By Oscar Pascual |
If elected president, New Jersey Governor Chris Christie wants to bring America back to the dark days of a full-blown marijuana ban.
The likely Republican presidential candidate expressed his anti-pot stance in a recent interview with conservative talk radio host Hugh Hewitt, when the host asked Christie whether he would enforce federal drug laws in the legal marijuana states of Colorado and Washington.
“Absolutely,” Christie told Hewitt. “I will be tough and not allow it.”
While the answer was enough for Hewitt, who was ready to ask another question, Christie took more time to recite some cliches. Reefer Madness talking points in an effort to really get the point across.
“Marijuana is a gateway drug. We have a huge addiction problem in this country,” Christie added. “We need to send very clear leadership from the White House down through federal law enforcement. Marijuana is an illegal drug under federal law, and states should not be allowed to sell and profit from it.”
Christie’s latest comments aren’t new – he’s had this anti-legalization stance for quite some time.
He called medical marijuana programs “a front for legalization,” giving him political coverage to delay and restrict implementation of New Jersey’s 2009 medical marijuana law.
Christie’s stubborn attitude spurred the Wilson family of New Jersey to uproot their hometown to treat their daughter’s assaults with legal cannabis oil in Colorado, which was documented in the CNN special “Weed 2: Cannabis Madness.”
Christie’s tough stance on the pot is clear, but what isn’t clear is why.
While his tough stance seems to fit the Republican Party perfectly, even the most credible, competitive GOP presidential candidates don’t share such tough views on weed. Texas senator and presidential candidate Ted Cruz expressed support for states’ right to vote on legal marijuana despite opposing legalization, when fellow GOP candidate Rand Paul is in fact engaged in marijuana reform as part of his main campaign platform, including reducing weed-related prison violations and supporting industrial hemp production.
Even if Christie emerged as a top-level GOP presidential candidate, according to Pew Research, he still has to win over the entire voting public, which is now 53 percent in favor of legalization.

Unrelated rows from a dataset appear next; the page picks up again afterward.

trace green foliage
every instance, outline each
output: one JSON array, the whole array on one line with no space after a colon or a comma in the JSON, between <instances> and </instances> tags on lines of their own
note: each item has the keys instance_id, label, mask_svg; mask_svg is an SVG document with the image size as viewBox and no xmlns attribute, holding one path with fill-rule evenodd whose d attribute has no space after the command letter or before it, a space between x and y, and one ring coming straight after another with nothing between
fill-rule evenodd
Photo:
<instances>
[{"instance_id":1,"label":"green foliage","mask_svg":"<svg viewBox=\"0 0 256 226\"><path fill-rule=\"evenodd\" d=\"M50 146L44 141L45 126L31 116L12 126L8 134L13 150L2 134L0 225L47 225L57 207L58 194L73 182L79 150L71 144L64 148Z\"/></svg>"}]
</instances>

He would even risk winning the Republican youth vote, which supports legalization by 63 percent.
All signs point to bad omens for Christie, according to Marijuana Majority president and legalization attorney Tom Angell.
“If Christie wants to block sensible marijuana reforms in his own state of New Jersey, that’s one thing,” Angell told the newspaper. Huffington Post. “But it’s especially unacceptable — and not very conservative, I’d add — that he says he would use federal funds to overturn the will of voters in a growing number of other states that go beyond prohibition.
Angell added, “Maybe he forgot that Colorado is a major swing state in presidential elections.”